A South American theater troupe revisits an anti-establishment play and generates some new drama in the latest political allegory by Alarcón (Lost City Radio, 2007).
As in Lost City Radio, this novel is concerned with the aftereffects of revolution and the surprising ways revolutionary rhetoric endures. Set in an unnamed Andean country, the story centers on Nelson, an aspiring actor who lands a role with Diciembre, a theater company that’s dusting off its best-known work, “The Idiot President,” for a revival. As the play’s title suggests, Diciembre’s work wasn’t subtle, but it was a touchstone 25 years previously, and its author, Henry, did time in a notoriously harsh prison for it. Henry and his colleague Patalarga take on Nelson for the tour, and though the three have an easy rapport, we know early something has gone wrong: The narrator is a reporter who’s quoting everybody involved except Nelson. Alarcón’s decision to frame the story as a superlong magazine story has its downsides: The novel has a tonal flatness that makes the story feel lighter than intended. But the outsider-looking-in perspective gives the narration both a sense of omniscience and intimacy, since the reporter knew the players.

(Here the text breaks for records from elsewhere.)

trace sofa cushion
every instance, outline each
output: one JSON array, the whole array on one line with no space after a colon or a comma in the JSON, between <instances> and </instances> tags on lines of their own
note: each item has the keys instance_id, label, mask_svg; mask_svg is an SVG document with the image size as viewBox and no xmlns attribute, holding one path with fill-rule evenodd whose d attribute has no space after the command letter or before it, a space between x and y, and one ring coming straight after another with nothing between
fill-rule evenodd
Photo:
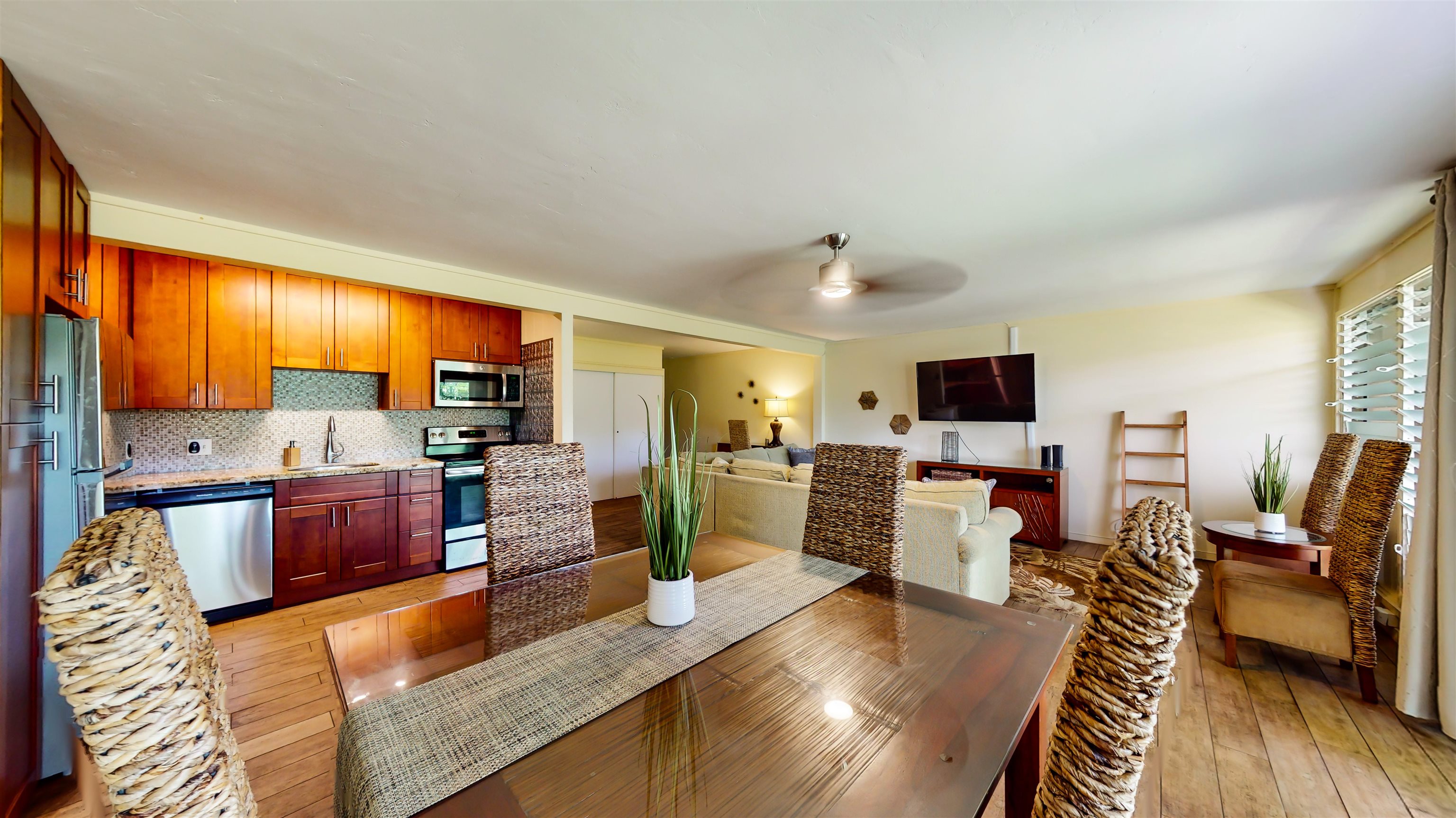
<instances>
[{"instance_id":1,"label":"sofa cushion","mask_svg":"<svg viewBox=\"0 0 1456 818\"><path fill-rule=\"evenodd\" d=\"M814 463L812 448L795 448L792 445L786 445L785 448L789 450L789 466L802 466L805 463Z\"/></svg>"},{"instance_id":2,"label":"sofa cushion","mask_svg":"<svg viewBox=\"0 0 1456 818\"><path fill-rule=\"evenodd\" d=\"M906 498L958 505L965 509L968 524L980 525L986 523L986 512L990 511L992 492L983 480L907 482Z\"/></svg>"},{"instance_id":3,"label":"sofa cushion","mask_svg":"<svg viewBox=\"0 0 1456 818\"><path fill-rule=\"evenodd\" d=\"M788 466L766 463L763 460L745 460L743 457L735 457L734 461L728 464L728 473L738 474L740 477L759 477L760 480L785 482L789 479Z\"/></svg>"},{"instance_id":4,"label":"sofa cushion","mask_svg":"<svg viewBox=\"0 0 1456 818\"><path fill-rule=\"evenodd\" d=\"M1328 576L1220 559L1213 563L1213 604L1229 633L1353 656L1345 592Z\"/></svg>"},{"instance_id":5,"label":"sofa cushion","mask_svg":"<svg viewBox=\"0 0 1456 818\"><path fill-rule=\"evenodd\" d=\"M767 448L744 448L744 450L732 453L732 458L734 460L763 460L764 463L770 463L770 460L769 460L769 450Z\"/></svg>"}]
</instances>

As the tour goes off the rails, Alarcón explores the idea of how imitation creates reality: The play's restaging revives old revolutionary feelings; Nelson obsesses over his role with the woman he left behind; and he falls into the orbit of a family who's bullied him to pretend to be a long-lost relative. In time, Nelson unwittingly becomes the target of a number of men, an absurd scenario that's shot through with tragedy. Mind who you pretend to be, Alarcón suggests; the story you tell can be a surprisingly potent one. That's true with this book, too.
Though the book is low on lyricism, Alarcón successfully merges themes of art, love and politics.